From left to right: HKMA Executive Director (External) Mr Vincent Lee, HKMA Deputy Chief Executive Mr Eddie Yue, AMRO Director Dr Junhong Chang, HKMA Chief Executive Mr Norman Chan, AMRO Chief Economist Dr Hoe Ee Khor, AMRO Lead Economist Dr Chaipat Poonpatpibul
Singapore, August 16, 2018 – The Hong Kong economy grew strongly in the first half of 2018 on the back of robust exports and buoyant private consumption, but external headwinds are intensifying from the China-US trade conflict. This is according to the preliminary assessment by the ASEAN+3 Macroeconomic Research Office (AMRO) after its Annual Consultation Visit to the economy from August 6 to 10, 2018.
The mission was led by Lead Economist Dr Chaipat Poonpatpibul, while AMRO Director Dr Junhong Chang and Chief Economist Dr Hoe Ee Khor participated in the policy meetings. Discussions centered on prospects of the property and labor markets, the spillovers from the China-US trade conflict and the Fed rate hikes, as well as policy initiatives to encourage innovation and technology, overcoming supply-side constraints and enhancing long-term growth potential, such as the Greater Bay Area development, the Belt and Road Initiative and Fintech.
“The Hong Kong economy is expected to grow at 3.8 percent in 2018 and to moderate to 3.0 percent in 2019,” said Dr Poonpatpibul. “However, the economy is highly open and susceptible to the spillover effects of an escalation of the ongoing China-US trade conflict and a faster-than-expected Fed rate hikes. The authorities should remain vigilant and be ready to use its ample fiscal space to support the economy if the external environment were to worsen.”
In the first half of 2018, the economy grew strongly by 4.0 percent, mainly driven by consumption and exports, but growth is expected to moderate somewhat in the second half of the year. Inflation is likely to increase to 2.4 percent in 2018 due to strong demand and the tight labor markets.
Private consumption has been buoyant on the back of the favourable labor market and income conditions and asset price appreciation. A pick-up in exports of goods and services was broad-based and boosted by a sharp rise in inbound tourism.
Residential property prices have been rising sharply in the first half of 2018, especially for smaller units, partly reflecting strong demand and limited supply. A rapid hike in US interest rates could increase the debt-servicing burdens for some households, especially for the new borrowers. We commend the policies announced by the authorities to address the strong demand for housing by increasing the supply of subsidised housing units and enhancing affordability of these units, as well as encouraging more timely supply of first-hand private flats.

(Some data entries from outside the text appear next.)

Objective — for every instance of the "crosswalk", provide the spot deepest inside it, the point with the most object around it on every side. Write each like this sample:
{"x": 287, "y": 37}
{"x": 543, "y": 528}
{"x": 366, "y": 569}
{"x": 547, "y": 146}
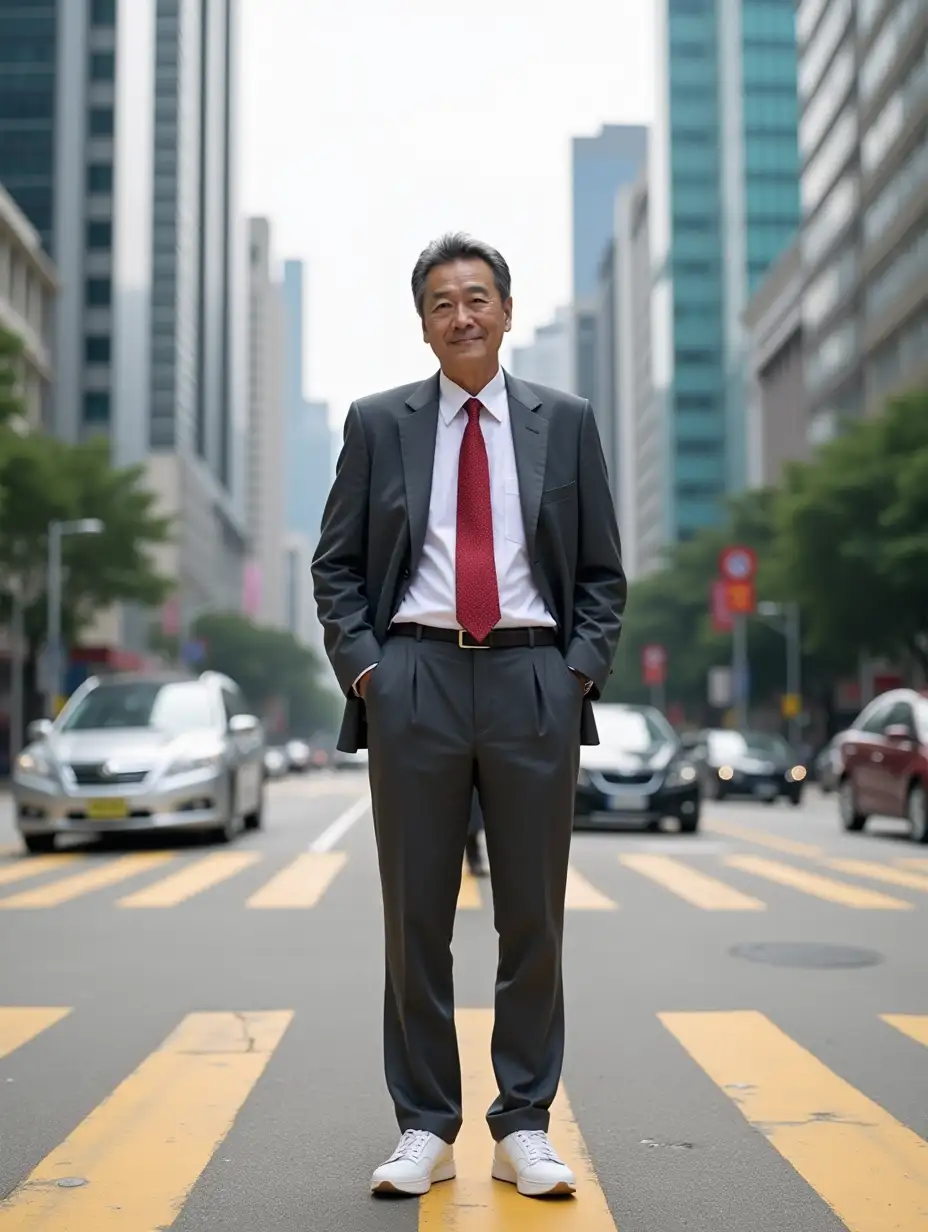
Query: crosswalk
{"x": 131, "y": 1162}
{"x": 725, "y": 881}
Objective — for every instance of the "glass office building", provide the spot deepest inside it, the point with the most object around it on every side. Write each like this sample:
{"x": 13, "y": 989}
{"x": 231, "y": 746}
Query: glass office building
{"x": 724, "y": 205}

The main source of uncertainty and risk is the ongoing trade conflict between China and the US. The direct impact from a higher tariff on goods between China and the US is expected to be limited. However, should the trade conflict escalate, the indirect impact will likely be significant. Hong Kong’s services sector has substantial linkages with the rest of the world, especially China and the US, and will be impacted should the trade conflict precipitate a significant slowdown in global growth and financial markets volatility.

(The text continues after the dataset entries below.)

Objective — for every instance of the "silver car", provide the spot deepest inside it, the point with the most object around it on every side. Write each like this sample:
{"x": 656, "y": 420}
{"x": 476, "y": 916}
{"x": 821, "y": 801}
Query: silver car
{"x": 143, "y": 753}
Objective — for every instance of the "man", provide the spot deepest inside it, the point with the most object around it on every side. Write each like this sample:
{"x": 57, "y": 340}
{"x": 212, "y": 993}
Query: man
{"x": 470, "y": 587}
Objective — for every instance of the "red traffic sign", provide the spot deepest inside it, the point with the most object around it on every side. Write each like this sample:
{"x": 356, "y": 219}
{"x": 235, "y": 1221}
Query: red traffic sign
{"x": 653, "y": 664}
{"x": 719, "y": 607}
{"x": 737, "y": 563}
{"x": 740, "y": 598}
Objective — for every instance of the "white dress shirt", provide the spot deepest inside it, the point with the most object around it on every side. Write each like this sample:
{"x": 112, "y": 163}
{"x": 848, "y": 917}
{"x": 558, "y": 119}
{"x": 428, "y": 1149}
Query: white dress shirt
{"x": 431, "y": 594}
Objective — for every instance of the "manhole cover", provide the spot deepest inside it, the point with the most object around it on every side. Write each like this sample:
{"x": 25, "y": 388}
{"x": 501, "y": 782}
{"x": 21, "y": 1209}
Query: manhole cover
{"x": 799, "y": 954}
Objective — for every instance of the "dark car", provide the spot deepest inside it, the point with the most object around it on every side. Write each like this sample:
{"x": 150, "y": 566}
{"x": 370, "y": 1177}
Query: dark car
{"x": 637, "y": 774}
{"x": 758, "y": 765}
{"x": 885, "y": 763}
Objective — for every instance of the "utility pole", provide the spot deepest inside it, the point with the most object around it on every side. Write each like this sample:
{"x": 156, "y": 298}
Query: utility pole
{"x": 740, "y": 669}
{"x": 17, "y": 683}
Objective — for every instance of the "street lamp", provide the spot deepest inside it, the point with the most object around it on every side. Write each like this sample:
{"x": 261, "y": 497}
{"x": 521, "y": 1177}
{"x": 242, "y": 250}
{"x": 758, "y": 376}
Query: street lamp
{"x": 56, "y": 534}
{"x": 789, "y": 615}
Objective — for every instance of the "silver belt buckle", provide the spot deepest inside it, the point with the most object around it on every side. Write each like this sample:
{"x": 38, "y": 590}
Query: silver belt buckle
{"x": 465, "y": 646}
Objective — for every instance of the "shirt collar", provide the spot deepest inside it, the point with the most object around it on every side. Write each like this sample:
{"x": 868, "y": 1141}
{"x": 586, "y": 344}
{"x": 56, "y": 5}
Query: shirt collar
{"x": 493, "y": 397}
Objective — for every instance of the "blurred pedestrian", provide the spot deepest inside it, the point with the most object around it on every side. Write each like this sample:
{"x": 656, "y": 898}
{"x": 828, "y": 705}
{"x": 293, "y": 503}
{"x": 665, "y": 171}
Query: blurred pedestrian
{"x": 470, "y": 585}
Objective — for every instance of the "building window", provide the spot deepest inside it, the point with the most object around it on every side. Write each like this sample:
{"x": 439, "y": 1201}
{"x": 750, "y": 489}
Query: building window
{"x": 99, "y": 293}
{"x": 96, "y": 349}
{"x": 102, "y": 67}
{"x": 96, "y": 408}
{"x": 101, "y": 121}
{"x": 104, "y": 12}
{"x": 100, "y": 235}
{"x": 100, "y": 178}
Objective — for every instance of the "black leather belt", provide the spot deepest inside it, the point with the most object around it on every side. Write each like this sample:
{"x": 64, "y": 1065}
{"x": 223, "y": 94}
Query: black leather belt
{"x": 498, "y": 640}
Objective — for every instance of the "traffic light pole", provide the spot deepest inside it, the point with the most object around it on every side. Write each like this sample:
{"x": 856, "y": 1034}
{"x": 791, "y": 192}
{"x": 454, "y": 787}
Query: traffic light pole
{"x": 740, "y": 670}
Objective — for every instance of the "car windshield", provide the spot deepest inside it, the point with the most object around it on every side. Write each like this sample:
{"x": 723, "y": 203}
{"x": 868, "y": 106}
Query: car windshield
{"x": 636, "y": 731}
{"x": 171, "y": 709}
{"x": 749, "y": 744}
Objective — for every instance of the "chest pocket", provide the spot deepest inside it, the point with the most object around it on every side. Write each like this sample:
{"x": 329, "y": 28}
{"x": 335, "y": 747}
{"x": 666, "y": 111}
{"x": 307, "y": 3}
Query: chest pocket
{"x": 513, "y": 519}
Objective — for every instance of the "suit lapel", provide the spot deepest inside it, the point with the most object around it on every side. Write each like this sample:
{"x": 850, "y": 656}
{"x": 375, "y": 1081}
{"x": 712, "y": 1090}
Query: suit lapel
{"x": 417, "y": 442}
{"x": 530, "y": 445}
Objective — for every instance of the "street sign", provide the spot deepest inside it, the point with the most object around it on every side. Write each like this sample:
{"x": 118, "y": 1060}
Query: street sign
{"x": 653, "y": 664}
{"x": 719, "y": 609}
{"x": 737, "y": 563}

In case that the economy is more adversely affected by worsening external conditions, the government has ample fiscal buffers and can deploy additional fiscal measures to support growth. These measures can be undertaken through higher public investments and financial support to the lower-income groups. Meanwhile, efforts to employ fiscal resources to enhance growth potential and cope with aging population are commendable
Hong Kong should continue to play an important role in facilitating China’s further opening-up and reform. As an international financial centre and a gateway for trade and investment, Hong Kong should strive to be the Belt and Road Initiative hub for bringing together different stakeholders including multilateral development banks, investors and project developers, etc, and arranging the investment and financing for the projects. Hong Kong can also contribute to RMB internationalization and Chinese financial market liberalization by leveraging on its financial and professional expertise.
The mission team would like to express its appreciation to the Hong Kong authorities and other counterparts for their excellent assistance and hospitality. The consultation visit has deepened AMRO’s understanding of Hong Kong’s current macroeconomic and financial situations, major risks and their potential impact, macroeconomic policy, as well as structural policy efforts.
 For brevity, “Hong Kong, China” is referred as “Hong Kong” in the text.
The ASEAN+3 Macroeconomic Research Office (AMRO) is an international organization, established to contribute to securing the economic and financial stability of the ASEAN+3 region, which includes 10 members of the Association of Southeast Asian Nations (ASEAN) and China; Hong Kong, China; Japan; and Korea. AMRO fulfills its mandate by conducting regional macroeconomic surveillance, supporting the implementation of the Chiang Mai Initiative Multilateralisation (CMIM), and providing technical assistance to its members.